Application analysis of theoretical moisture penetration depths of conventional building material

• Main Authors: Hang Wan, Xinhua Xu, Anbang Li
• Format: Article
• Language: English
• Published: SAGE Publishing 2017-05-01
• Series: Advances in Mechanical Engineering
• Online Access: https://doi.org/10.1177/1687814017699803

Due to the significant impact of indoor humidity on indoor air quality, human comfort, and energy consumption, many researchers have investigated the use of various hygroscopic materials to moderate indoor humidity levels and save energy. The results show that the indoor relative humidity of the room with hygroscopic materials is more stable and moderate. Hygroscopic materials can be also used to reduce the energy consumption of heating, ventilation, and air-conditioning system. Although many laboratory measurements and numerical simulation studies have been done for hygroscopic materials, there is little study on moisture penetration in materials with limited thickness in practical engineering application. Moisture penetration depth has great influence on material moisture parameters and indoor humidity simulation model, such as effective moisture penetration depth model. In this article, a theoretical moisture penetration depth model is developed, and the theoretical moisture penetration depths of conventional building materials are calculated.

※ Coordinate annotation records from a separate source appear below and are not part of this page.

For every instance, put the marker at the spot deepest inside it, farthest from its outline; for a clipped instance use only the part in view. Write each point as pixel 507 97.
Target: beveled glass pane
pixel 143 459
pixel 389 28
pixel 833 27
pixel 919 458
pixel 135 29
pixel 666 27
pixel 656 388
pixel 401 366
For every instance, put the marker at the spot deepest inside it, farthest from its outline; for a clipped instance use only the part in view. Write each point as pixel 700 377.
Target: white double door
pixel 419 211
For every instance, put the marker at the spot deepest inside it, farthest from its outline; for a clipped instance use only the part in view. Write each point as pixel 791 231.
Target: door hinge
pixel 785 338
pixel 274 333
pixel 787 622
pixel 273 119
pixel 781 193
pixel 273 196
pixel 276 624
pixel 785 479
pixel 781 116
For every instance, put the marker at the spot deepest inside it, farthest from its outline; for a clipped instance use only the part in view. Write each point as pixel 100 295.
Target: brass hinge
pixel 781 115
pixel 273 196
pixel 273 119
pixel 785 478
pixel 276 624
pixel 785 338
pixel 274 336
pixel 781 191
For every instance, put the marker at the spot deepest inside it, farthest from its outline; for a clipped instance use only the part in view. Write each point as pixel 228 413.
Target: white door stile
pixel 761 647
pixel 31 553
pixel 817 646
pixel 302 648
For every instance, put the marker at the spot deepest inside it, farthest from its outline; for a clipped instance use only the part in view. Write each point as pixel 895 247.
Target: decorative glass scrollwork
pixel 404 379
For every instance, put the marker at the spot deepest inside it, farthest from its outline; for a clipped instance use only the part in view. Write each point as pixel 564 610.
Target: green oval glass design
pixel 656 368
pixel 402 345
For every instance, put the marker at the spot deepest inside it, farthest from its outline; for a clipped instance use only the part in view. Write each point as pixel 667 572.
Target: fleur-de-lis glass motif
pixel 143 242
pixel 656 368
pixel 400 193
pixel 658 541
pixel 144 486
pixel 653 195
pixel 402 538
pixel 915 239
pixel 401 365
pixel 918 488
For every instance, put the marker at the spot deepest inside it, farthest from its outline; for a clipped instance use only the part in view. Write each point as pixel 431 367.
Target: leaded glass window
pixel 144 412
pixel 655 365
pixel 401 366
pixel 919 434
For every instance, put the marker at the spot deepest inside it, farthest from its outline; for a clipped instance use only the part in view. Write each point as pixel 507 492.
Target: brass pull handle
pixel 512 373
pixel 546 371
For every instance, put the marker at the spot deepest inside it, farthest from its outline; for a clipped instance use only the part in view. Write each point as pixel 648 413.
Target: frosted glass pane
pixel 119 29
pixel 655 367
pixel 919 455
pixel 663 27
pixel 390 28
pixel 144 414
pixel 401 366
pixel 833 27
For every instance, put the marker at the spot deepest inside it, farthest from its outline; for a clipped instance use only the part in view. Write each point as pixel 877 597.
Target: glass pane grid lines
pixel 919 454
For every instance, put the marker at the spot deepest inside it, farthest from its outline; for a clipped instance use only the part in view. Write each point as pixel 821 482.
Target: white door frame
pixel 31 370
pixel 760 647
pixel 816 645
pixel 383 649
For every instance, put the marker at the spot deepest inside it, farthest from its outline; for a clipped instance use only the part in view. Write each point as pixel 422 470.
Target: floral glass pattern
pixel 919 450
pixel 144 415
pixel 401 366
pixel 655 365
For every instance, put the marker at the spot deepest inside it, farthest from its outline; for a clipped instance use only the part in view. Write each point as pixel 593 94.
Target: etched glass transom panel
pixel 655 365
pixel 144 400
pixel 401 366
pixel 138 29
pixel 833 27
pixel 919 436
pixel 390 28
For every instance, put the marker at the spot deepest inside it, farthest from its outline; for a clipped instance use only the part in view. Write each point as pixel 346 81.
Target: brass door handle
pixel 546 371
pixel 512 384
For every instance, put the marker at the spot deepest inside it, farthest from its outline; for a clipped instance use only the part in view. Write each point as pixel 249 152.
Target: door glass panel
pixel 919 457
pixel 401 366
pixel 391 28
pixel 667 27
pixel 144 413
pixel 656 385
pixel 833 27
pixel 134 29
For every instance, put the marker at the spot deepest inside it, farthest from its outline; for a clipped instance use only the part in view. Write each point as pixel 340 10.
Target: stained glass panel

The results show that when the wall material thickness is below the 1/e theoretical moisture penetration depth, the proportional relationship between the moisture buffer value and the square root of time is not kept. When the wall material thickness is thinner than its theoretical moisture penetration depth, ignoring the material thickness might cause significant error in indoor moisture content calculation using effective moisture penetration depth model.